The Dragon Masters and The Last Castle are Jack Vance’s most famous novellas. Falling short by just a hair, The Miracle Workers is also a well thought out piece of short fiction from the grandmaster of sci-fi, fantasy, and everything between. So similar in quality in fact, the editors of the Vance Integral Edition (VIE) thought fit to group this story with Vance’s two award winning novellas in a single edition—a shout in support of its quality.
The Miracle Workers is the story of Keep Faide, its wars, its attacks to establish position, and sometimes its need to just plain survive on the strange planet they inhabit. The other Keeps attacking in overt fashion, Keep Faide also faces inroads from the devious First Fols, a group native to the planet who seek to obstruct all of mankind’s efforts at domination. Beyond their foam billowing, wasp spitting ways, the Fols erect forests filled with traps and snares where none exited before, and if not careful, may just be plotting to take back over the world they once called their own. Lord Faide and the men under his control must go to wits’ end defending what they believe is their own. Lord Faide’s problem is, his wits have a short road.
Like the complacency motif of The Last Castle, much of the knowledge backing the technology that originally brought humanity to the planet has been lost in The Miracle Workers. Lord Faide may have a floating car, but he knows only how to make it go forward and back, the technical knowledge of its power systems, weaponry, etc lost. Large guns protect the Keeps, but nobody bothers to maintain them, their functionality severely in doubt come war time. Battles are instead fought the old fashion way.
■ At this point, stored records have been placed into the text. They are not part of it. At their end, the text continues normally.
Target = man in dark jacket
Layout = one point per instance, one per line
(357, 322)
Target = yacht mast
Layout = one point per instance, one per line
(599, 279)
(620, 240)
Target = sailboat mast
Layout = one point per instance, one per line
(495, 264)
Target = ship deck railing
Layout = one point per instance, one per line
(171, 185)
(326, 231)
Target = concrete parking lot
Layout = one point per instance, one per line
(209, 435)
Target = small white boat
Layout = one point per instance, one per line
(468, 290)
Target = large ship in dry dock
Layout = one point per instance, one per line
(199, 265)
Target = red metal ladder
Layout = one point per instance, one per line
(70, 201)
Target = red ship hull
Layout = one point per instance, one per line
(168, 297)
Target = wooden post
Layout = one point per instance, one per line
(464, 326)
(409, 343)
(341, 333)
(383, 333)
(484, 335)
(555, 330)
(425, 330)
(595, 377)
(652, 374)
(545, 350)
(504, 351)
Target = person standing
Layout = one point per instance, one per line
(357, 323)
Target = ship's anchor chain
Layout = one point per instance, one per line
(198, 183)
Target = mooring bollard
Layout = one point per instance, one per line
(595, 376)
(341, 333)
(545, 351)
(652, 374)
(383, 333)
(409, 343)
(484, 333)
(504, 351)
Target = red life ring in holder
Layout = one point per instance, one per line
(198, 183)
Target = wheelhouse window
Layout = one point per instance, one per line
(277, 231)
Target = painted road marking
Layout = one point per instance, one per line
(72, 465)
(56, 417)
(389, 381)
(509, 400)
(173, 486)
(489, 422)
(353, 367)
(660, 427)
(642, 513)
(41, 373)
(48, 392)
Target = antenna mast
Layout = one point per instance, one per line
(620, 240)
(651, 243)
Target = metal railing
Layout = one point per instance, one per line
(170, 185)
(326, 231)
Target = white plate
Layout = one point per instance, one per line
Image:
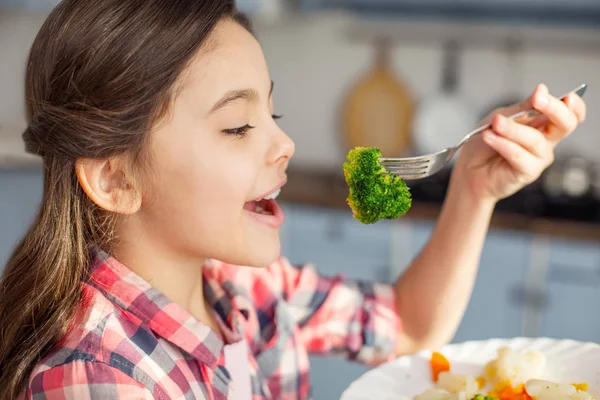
(568, 361)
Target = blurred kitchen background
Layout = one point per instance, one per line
(411, 77)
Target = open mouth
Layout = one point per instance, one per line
(265, 206)
(265, 209)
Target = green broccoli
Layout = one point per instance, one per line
(374, 194)
(482, 397)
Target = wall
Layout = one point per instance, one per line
(313, 64)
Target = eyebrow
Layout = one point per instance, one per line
(250, 95)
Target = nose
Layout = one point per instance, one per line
(282, 147)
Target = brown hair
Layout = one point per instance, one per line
(100, 74)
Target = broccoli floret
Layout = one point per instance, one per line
(482, 397)
(374, 194)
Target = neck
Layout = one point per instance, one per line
(177, 276)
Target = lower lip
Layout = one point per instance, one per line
(272, 221)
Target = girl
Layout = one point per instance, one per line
(162, 159)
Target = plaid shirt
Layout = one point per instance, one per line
(131, 342)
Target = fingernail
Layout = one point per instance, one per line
(501, 123)
(542, 100)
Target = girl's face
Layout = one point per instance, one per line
(219, 151)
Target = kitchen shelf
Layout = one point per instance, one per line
(482, 34)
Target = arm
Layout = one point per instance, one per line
(433, 293)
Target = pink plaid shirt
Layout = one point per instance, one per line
(131, 342)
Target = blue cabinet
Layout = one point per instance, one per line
(572, 290)
(492, 311)
(20, 197)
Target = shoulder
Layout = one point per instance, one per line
(97, 352)
(79, 379)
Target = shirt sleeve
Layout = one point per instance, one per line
(85, 380)
(336, 315)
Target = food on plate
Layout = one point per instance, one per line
(439, 364)
(374, 193)
(545, 390)
(512, 375)
(514, 368)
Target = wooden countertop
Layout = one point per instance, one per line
(328, 189)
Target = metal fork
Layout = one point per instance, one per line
(424, 166)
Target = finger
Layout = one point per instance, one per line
(526, 166)
(562, 120)
(525, 136)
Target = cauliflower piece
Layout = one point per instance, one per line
(456, 383)
(513, 368)
(433, 394)
(441, 394)
(545, 390)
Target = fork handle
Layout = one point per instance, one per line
(529, 113)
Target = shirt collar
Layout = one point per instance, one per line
(166, 318)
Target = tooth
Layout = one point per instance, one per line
(273, 195)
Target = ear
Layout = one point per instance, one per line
(105, 182)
Knights on horseback with sword and shield must do their best despite the knowledge mankind once had, giving the story a strong medieval feel.
Technology may be missing, but there is one fighting technique that has lasted the ages: hoodoo. Vance’s term for voodoo, the practitioners of hoodoo, called jinxmen, use dolls and magic to creep inside the heads of their enemies, making them see and fear things that do not exist. All manner of demons and other forms of horror and haunting are used by the jinxmen in battle to defeat their enemies. Competition is also tight within Chief Faide’s ring of hoodooers. Being head jinxman, as Hein Huss is for Faide Keep, requires looking both forward and backward over your shoulder during battle.
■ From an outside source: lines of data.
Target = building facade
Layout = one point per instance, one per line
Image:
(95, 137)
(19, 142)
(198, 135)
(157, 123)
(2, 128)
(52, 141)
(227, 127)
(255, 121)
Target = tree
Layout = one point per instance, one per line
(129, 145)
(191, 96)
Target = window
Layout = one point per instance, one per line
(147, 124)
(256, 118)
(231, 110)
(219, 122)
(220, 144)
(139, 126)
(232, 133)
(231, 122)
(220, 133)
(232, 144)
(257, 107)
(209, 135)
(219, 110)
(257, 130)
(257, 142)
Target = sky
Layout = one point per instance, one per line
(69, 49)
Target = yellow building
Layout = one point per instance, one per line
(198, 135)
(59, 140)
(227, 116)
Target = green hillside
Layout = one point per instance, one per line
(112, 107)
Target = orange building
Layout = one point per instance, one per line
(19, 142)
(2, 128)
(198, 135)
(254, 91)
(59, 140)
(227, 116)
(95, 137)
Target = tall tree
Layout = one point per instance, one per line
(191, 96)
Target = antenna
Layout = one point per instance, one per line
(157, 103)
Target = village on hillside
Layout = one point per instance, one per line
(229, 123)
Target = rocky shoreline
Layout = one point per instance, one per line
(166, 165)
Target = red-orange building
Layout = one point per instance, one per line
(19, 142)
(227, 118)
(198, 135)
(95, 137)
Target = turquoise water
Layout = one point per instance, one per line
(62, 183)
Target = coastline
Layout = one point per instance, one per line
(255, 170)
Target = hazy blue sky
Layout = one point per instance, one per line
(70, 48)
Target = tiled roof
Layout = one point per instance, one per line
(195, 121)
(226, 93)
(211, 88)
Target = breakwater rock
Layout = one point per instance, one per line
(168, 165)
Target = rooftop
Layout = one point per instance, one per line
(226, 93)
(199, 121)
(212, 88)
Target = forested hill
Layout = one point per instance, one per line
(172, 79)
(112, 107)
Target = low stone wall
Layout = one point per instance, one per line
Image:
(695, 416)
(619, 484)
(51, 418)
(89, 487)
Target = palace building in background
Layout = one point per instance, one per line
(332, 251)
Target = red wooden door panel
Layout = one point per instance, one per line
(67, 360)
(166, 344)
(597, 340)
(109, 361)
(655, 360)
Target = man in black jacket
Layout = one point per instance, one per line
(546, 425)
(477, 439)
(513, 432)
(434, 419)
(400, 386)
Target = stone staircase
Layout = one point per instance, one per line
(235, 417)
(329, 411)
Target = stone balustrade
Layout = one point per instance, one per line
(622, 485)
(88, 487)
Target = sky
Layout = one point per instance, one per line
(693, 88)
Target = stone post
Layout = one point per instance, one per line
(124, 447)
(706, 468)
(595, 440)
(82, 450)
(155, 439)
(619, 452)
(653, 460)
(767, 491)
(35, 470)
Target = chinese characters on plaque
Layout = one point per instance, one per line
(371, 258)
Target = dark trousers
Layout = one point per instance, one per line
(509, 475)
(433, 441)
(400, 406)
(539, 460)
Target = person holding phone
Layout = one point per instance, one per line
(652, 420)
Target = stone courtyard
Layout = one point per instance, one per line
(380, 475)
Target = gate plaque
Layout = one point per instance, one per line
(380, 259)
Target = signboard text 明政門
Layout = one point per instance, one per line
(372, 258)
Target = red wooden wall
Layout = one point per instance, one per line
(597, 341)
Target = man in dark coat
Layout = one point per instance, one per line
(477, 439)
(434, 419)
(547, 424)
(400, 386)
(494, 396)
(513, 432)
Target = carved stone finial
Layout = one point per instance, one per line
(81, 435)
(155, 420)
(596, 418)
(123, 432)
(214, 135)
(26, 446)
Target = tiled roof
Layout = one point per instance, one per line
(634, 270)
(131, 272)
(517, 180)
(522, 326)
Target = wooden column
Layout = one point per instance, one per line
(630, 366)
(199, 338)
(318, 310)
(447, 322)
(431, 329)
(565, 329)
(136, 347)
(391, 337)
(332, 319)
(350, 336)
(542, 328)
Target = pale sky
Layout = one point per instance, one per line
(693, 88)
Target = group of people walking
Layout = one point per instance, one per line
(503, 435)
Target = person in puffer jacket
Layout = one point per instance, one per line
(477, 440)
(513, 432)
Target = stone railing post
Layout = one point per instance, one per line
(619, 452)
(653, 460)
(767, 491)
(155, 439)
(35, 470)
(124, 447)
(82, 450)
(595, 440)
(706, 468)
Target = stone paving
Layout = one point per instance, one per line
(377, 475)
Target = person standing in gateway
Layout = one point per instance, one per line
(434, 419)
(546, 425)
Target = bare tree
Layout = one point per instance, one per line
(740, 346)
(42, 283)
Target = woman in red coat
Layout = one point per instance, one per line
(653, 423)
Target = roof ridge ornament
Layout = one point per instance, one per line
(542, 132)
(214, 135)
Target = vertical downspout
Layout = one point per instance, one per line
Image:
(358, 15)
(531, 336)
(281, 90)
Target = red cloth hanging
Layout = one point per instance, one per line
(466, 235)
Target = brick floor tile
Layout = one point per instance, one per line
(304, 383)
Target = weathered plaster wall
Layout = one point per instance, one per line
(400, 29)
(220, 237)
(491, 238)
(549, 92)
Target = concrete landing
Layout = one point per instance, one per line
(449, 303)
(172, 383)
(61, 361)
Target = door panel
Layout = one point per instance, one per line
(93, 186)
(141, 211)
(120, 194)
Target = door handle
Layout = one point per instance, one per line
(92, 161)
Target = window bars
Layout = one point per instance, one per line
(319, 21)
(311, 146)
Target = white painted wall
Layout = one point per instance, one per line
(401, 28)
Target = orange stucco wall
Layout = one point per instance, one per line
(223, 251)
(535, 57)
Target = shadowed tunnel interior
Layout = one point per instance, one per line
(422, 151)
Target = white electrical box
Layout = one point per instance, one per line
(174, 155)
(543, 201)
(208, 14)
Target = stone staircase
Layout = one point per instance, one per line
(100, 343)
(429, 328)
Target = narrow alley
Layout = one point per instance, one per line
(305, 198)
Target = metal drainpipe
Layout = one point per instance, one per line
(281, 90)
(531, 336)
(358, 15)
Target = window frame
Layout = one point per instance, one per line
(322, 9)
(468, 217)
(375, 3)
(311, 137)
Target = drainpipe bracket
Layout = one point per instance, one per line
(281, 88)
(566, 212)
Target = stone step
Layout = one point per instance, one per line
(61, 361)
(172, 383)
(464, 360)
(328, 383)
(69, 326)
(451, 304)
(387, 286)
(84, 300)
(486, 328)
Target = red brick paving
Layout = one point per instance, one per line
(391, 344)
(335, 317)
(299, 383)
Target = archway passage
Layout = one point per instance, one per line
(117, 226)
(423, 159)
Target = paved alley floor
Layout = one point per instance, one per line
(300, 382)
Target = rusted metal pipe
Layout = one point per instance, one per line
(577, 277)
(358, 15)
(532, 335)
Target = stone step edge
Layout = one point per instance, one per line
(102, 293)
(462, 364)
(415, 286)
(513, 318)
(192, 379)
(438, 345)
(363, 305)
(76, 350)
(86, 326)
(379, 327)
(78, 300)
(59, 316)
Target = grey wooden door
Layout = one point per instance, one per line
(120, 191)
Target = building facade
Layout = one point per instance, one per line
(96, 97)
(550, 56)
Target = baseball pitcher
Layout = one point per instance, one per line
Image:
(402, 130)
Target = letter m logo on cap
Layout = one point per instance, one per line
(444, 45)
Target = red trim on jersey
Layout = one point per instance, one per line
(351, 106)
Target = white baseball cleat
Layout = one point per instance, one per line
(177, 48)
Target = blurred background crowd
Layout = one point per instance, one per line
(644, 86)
In the end, The Miracle Workers is a fun piece of short fiction that falls short of Vance’s two more well-known novellas for only a couple of reasons. The structure not as pure as The Dragon Masters and theme not as developed as The Last Castle, The Miracle Workers nevertheless displays all of the imagination and cleverness that are Vance’s trademarks, making this a story worth tracking down for anyone who calls themselves a fan of the author. (For those interested, try also M. John Harrison's Viriconium books. The Pastel City in particular has many parallels to Vance's novella, though Harrison's book is more vibrant and rich thematically.)